2) Bugünkü piyasa yapısı içinde ÜFE'nin gösterdiği maliyet artışları perakende fiyatlara kolayca yansımaktadır. Geçen sene Ekim ayında 1.90 olan TÜFE artışı bu sene daha düşük çıkar... Buna karşılık 2014 yılı Kasım ayında 0.18 ve Aralık ayında -0.44 olarak gerçekleşen TÜFE oranları da tersine bu sene daha yüksek çıkar. Bu şartlarda TÜFE'nin de yüzde 9'u geçmesini bekleyebiliriz.
3) ÜFE'de ara malı ve dayanıklı tüketim malı fiyatları aylık ve yıllık bazda, yıllık ÜFE'den daha yüksek oldu. Bunun nedeni kur artışı nedeniyle ithal ara malı fiyatlarının artması ve dayanıklı tüketim mallarında ithal ara malı kullanımının daha yüksek olmasıdır.

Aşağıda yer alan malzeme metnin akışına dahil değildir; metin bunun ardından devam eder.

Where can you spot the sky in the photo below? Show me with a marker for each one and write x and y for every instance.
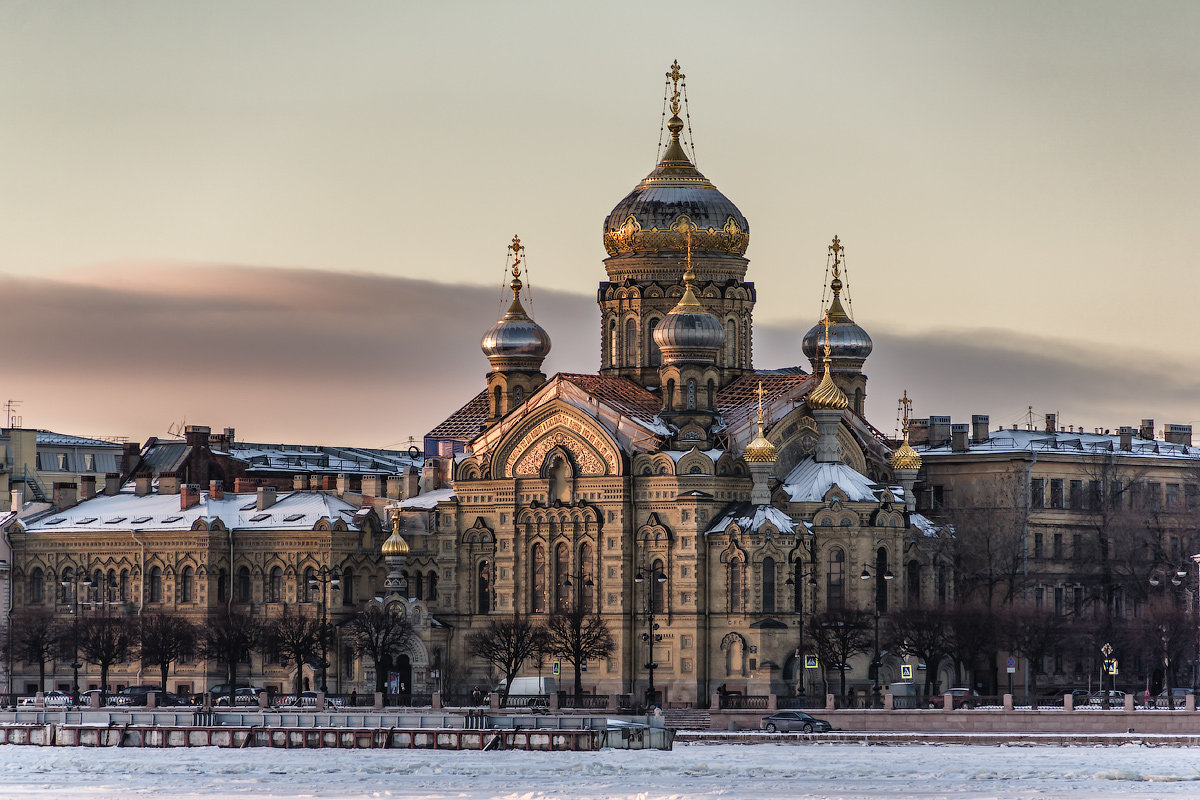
(292, 217)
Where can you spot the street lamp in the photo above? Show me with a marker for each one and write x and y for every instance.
(655, 578)
(72, 585)
(324, 578)
(879, 601)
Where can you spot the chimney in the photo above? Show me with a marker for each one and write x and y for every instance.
(939, 431)
(979, 427)
(1126, 434)
(66, 494)
(168, 482)
(189, 495)
(1180, 434)
(371, 486)
(197, 435)
(959, 437)
(265, 498)
(918, 431)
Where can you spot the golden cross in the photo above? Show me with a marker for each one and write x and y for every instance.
(676, 77)
(516, 256)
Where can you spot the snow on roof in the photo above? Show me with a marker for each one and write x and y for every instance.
(809, 481)
(67, 440)
(429, 499)
(751, 517)
(292, 511)
(1000, 441)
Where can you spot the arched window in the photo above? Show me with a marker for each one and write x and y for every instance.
(651, 344)
(244, 584)
(155, 584)
(36, 587)
(913, 582)
(658, 587)
(768, 585)
(275, 585)
(538, 585)
(562, 578)
(735, 584)
(484, 588)
(835, 581)
(187, 585)
(587, 593)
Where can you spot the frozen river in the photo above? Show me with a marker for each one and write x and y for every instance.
(725, 771)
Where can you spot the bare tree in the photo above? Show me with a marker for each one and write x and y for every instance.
(379, 635)
(165, 639)
(297, 641)
(838, 637)
(507, 644)
(35, 638)
(106, 639)
(576, 637)
(924, 633)
(231, 636)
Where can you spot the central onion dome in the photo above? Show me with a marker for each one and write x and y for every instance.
(673, 202)
(849, 343)
(689, 332)
(516, 343)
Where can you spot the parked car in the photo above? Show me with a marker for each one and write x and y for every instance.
(789, 721)
(54, 698)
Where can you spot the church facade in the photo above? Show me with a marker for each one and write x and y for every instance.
(702, 506)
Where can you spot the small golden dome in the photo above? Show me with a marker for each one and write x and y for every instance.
(905, 457)
(760, 451)
(827, 396)
(395, 545)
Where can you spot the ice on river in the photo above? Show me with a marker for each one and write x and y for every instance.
(694, 770)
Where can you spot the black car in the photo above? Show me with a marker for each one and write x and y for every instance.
(789, 721)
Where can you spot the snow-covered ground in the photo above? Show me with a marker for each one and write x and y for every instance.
(725, 771)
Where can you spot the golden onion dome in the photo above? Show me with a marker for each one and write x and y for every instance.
(760, 451)
(395, 545)
(827, 396)
(905, 457)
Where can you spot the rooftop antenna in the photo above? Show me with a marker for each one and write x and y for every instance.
(10, 409)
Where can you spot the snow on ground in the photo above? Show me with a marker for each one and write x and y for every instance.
(725, 771)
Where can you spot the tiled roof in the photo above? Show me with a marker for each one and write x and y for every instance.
(622, 394)
(466, 422)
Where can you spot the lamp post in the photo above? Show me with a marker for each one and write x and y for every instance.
(1176, 581)
(655, 578)
(324, 579)
(72, 585)
(875, 660)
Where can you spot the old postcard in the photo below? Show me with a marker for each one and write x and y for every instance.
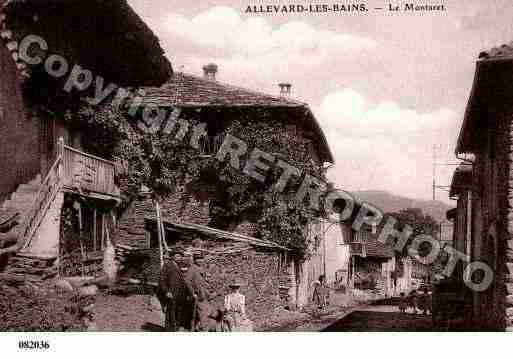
(239, 166)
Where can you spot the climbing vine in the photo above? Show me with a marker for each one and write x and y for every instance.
(165, 165)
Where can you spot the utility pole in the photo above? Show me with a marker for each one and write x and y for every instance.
(434, 172)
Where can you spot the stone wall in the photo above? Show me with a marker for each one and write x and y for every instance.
(19, 140)
(507, 248)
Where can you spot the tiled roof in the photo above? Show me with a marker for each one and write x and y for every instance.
(189, 90)
(462, 179)
(218, 234)
(369, 246)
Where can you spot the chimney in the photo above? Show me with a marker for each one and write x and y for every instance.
(285, 89)
(210, 71)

4) TÜFE içinde yer alan gıda fiyatları, aylık ve yıllık bazda daha yüksek arttı. Yıllık TÜFE oranı yüzde 10.73 oldu. Yani düşük gelir gruplarına hitap eden mutfak enflasyonu daha yüksek oldu. Bu artış işçi ve memuru daha çok ilgilendiriyor. İşçi ve memur zamlarında geçinme endeksleri dikkate alınmalıdır. Bunun için de TÜİK'in ayrıca bir geçinme endeksi düzenlemesi gerekmektedir.
Sonuç olarak; enflasyon sorunu çözülmeden tasarruf ve yatırım artışı yapamayız. Enflasyonu çözmek için de devletin düzenleyici ve denetleyici rolü devreye girmeli, piyasa kartellerden temizlenmeli, ekonomide verimlilik artışı sağlanmalıdır.